Forte de ce riche bagage industriel qu’il lui convient de consolider, la région Sud affirme sa volonté de créer un tissu industriel local capable de répondre aux exigences des productions hollywoodiennes. Deuxième région de France pour l’accueil de tournages, avec des retombées estimées à plus de 130 millions d’euros par an, les autorités ont pour ambition de moderniser les infrastructures et former les futures équipes techniques. Ce dernier point est déjà en chantier avec l’ouverture en 2018 à Marseille d’une antenne de l’école Kourtrajmé, créée par le réalisateur Ladj Ly, et l’implantation à Nice, sur le site des Studios de la Victorine, de l’offre de formation continue de l’ENS Louis Lumière (octobre 2021) et d’un Master dédié à la création audiovisuelle et immersive (septembre 2022).
L’intérêt des partenaires hollywoodiens ne s’est pas fait attendre puisque le 13 octobre 2021, Amazon Prime annonce la création d’un laboratoire d’écriture intitulé Victorine Narrative Lab, à l’initiative de Sylvie Landra et Sébastien Cauchon. Après le lancement au festival de Toronto du film Le Bal des Folles de Mélanie Laurent, première production originale française d’Amazon, cette annonce confirme la volonté de la plateforme de renforcer les liens avec la communauté créative de l’Hexagone.

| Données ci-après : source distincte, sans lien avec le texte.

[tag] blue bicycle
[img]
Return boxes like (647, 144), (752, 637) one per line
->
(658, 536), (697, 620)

A Nice, la villa Rex Ingram accueille aujourd’hui la direction des Studios de la Victorine, entre la Mer Méditerranée et les collines de l’arrière-pays. Un décor qui n’est pas sans rappeler la Californie.

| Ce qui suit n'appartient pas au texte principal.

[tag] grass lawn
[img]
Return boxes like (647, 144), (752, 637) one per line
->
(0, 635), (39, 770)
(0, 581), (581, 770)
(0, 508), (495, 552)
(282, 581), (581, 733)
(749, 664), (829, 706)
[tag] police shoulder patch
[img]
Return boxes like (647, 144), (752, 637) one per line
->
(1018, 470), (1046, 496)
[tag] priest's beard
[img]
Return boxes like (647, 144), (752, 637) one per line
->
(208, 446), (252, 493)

Les producteurs américains voient aujourd’hui la France – en particulier la French Riviera – comme un territoire d’opportunités dans un contexte où la demande mondiale de contenus explose, avec des studios de tournage complets pour les années à venir au Royaume-Uni et au Canada. La création progressive de relations de confiance entre Hollywood et des partenaires français explique le choix renouvelé de la France comme lieu de travail. Le producteur niçois Raphaël Benoliel ou encore John Bernard, installé entre Nice et Paris, sont des figures majeures de la collaboration avec Hollywood, à l’origine de l’accueil de tournages américains de premier plan comme Magic in the Moonlight (2013) de Woody Allen, qui a investi l’observatoire et l’opéra de Nice, mais également Mission Impossible: Fallout (2018), Stillwater (2021), Emily in Paris (2020) ou The Serpent Queen (2022).
Ces exemples sont autant d’occasions pour les professionnels français de prouver leur capacité à monter des équipes nombreuses et performantes et répondre aux fortes exigences américaines, tout en prouvant que les stéréotypes sur le coût du travail ou les lourdeurs administratives ne sont pas une fatalité.